Is Digital Working Really Greener Than Paper?


While more recently a matter of necessity, the past five or more years have seen countless companies shifting away from paper-based stationery cupboards in place of data storage in the cloud, and all of the digital processes that come along with it. While saving money has certainly been an unexpected benefit of this change (59% of businesses achieved full ROI within 12 months), environmental concerns have been a predominant driving force. Yet, as we’re increasingly finding in a world where digital working is now the new normal, this workplace alternative might not be the complete environmental savior we were sold.

Of course, that’s not to say that digital working doesn’t still have its benefits, but more that ensuring a truly green digital switch depends on a company’s ability to enhance this focus. After all, digital documents are by no means carbon neutral. The question is, what do greener digital processes look like, and what do they stand to offer companies overall?

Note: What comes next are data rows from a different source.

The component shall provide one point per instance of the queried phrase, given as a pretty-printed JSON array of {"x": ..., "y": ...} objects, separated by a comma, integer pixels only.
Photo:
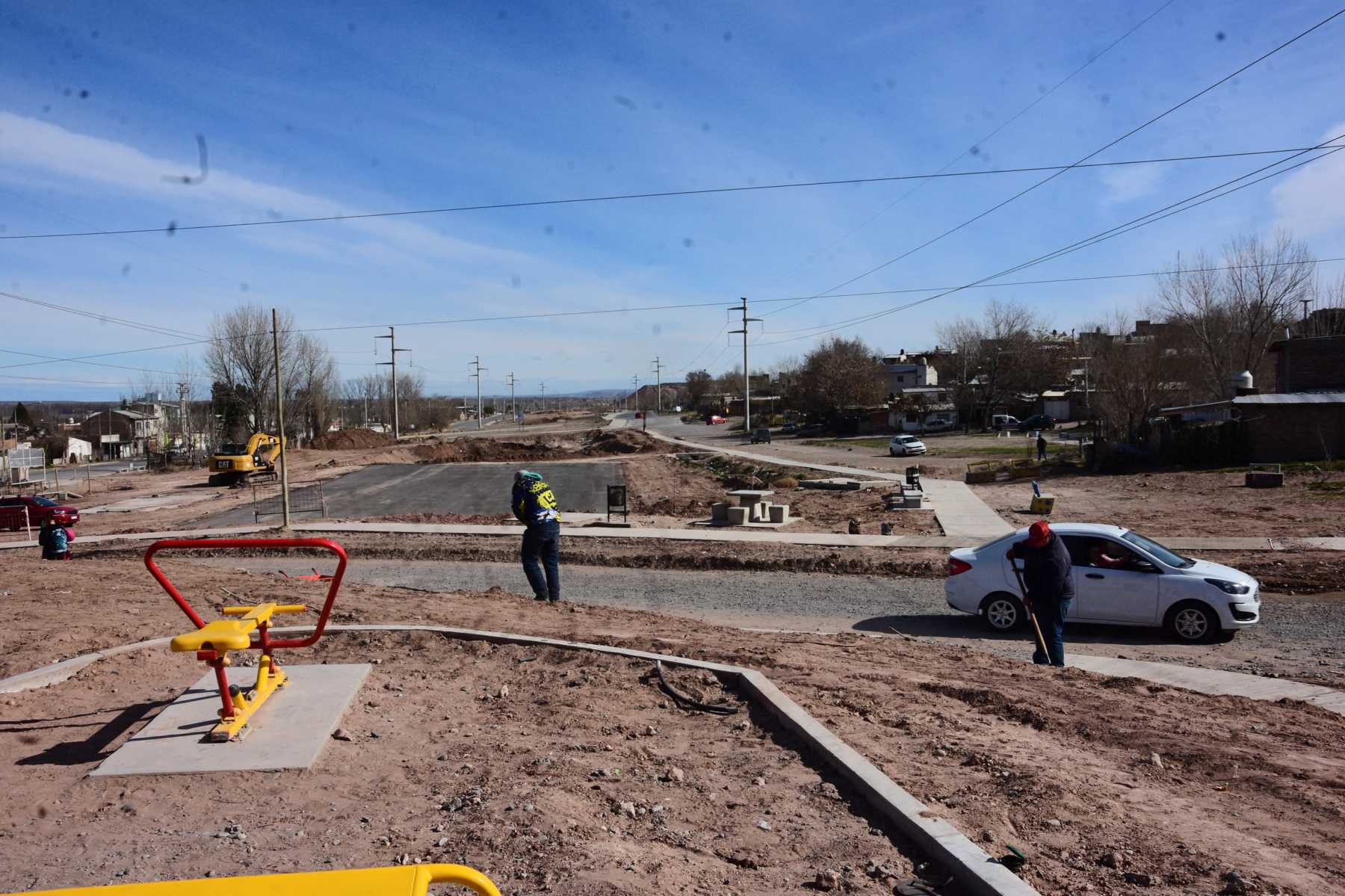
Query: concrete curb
[{"x": 941, "y": 841}]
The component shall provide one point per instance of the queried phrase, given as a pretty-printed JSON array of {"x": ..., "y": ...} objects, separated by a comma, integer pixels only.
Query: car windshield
[{"x": 1169, "y": 557}]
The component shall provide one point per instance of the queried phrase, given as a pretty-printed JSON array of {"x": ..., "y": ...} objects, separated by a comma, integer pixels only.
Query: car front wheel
[
  {"x": 1002, "y": 613},
  {"x": 1192, "y": 623}
]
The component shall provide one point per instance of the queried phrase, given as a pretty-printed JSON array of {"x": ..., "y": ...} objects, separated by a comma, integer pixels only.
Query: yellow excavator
[{"x": 238, "y": 462}]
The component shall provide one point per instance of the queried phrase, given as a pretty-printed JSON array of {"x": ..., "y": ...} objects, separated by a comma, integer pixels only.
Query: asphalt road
[
  {"x": 1298, "y": 637},
  {"x": 386, "y": 490}
]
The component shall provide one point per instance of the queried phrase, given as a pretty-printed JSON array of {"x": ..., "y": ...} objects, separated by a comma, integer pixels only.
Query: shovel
[{"x": 1022, "y": 590}]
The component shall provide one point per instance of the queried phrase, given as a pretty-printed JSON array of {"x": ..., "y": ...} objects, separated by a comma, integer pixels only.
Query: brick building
[{"x": 1311, "y": 363}]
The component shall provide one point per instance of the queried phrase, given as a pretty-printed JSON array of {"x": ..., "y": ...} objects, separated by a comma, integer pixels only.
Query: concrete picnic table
[{"x": 752, "y": 499}]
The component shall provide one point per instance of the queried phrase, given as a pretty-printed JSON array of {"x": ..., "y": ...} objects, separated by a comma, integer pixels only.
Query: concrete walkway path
[
  {"x": 961, "y": 513},
  {"x": 1212, "y": 681}
]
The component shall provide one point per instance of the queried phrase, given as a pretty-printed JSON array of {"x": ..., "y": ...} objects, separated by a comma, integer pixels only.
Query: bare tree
[
  {"x": 1133, "y": 377},
  {"x": 1231, "y": 316},
  {"x": 841, "y": 373},
  {"x": 240, "y": 358},
  {"x": 1004, "y": 353}
]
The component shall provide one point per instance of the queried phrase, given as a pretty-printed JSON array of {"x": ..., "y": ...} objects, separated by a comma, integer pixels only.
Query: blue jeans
[
  {"x": 544, "y": 544},
  {"x": 1051, "y": 618}
]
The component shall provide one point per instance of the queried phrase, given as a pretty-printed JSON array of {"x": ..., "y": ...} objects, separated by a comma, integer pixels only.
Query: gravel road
[{"x": 1299, "y": 638}]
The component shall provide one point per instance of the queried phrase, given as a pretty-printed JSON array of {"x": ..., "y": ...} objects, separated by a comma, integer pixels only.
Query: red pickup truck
[{"x": 13, "y": 512}]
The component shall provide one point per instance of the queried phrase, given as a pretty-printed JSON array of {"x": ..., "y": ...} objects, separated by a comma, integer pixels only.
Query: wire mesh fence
[{"x": 269, "y": 502}]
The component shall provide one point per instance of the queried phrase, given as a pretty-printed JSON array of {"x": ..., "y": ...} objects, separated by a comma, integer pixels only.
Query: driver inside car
[{"x": 1102, "y": 554}]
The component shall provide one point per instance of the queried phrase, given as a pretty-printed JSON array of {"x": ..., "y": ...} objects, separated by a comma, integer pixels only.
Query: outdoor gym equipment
[
  {"x": 405, "y": 880},
  {"x": 211, "y": 642}
]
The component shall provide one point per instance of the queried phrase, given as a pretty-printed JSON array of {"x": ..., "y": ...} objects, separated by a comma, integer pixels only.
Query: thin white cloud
[
  {"x": 1311, "y": 201},
  {"x": 1130, "y": 182},
  {"x": 31, "y": 147}
]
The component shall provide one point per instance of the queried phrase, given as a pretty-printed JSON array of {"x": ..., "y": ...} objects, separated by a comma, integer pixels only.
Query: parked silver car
[{"x": 906, "y": 445}]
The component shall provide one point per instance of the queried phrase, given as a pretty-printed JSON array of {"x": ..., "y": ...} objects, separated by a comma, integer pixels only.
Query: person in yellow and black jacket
[{"x": 536, "y": 506}]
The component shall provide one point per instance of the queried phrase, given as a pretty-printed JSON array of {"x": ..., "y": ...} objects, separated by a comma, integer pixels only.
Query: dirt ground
[
  {"x": 1057, "y": 763},
  {"x": 675, "y": 490},
  {"x": 1185, "y": 504}
]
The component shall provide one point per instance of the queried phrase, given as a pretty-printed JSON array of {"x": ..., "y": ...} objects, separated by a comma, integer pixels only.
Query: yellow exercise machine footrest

# 1 – Generally streamlined processes

Stalling, convoluted, tech processes are guaranteed to keep environmental benefits at bay, meaning that companies must streamline tech-led processes to ensure the fastest possible operations for the reduction of general outputs. Making sure that systems are always running smoothly thanks to either in-house teams or an IT Managed Services Provider is obviously the first step, but it’s also crucial to think about streamlining operations as they happen. For instance, if we all emailed one less time a day, we could reduce national CO2 emissions by 16,333 tonnes. Efficient communications, clear delegations, and planned workloads are therefore essential for enabling employees to tick off all tasks in each programme before moving onto the next.

# 2 – Focusing on greener internet usage

With internet users thought to be responsible for around 414kg or carbon dioxide a year, further steps also need to be taken with regards to the streaming of music/videos, and even the surprisingly guilty culprits that are search engines. Interestingly, encouraging employees to conduct phone searches could significantly help to lower environmental impact as it uses less energy, while even switching to search engines that take steps to offset carbon emissions (Ecosia, Ekoru, and Givero, etc.) is worthwhile. Equally, limiting access to sites like YouTube during working hours, and investing in full-office stereo systems instead of letting employees stream music individually, can all take your internet usage more towards the green side.

# 3 – Get on top with storage

Estimates predict that data storage could account for as much as 14% of global greenhouse gas emissions by 2040, highlighting the need to also think hard about digital data storage. Regularly auditing, and deleting, documents you don’t need is especially essential, renewable energy usage or specified green storage solutions, can significantly cut down the damage caused by even essential documents.

Digital is inevitably greener, but it’s not the one-stop environmentally friendly solution that it was painted as back when paperless workplaces first hit the scene. Instead, companies need to consider these pointers to ensure practices that really do reduce overall impact.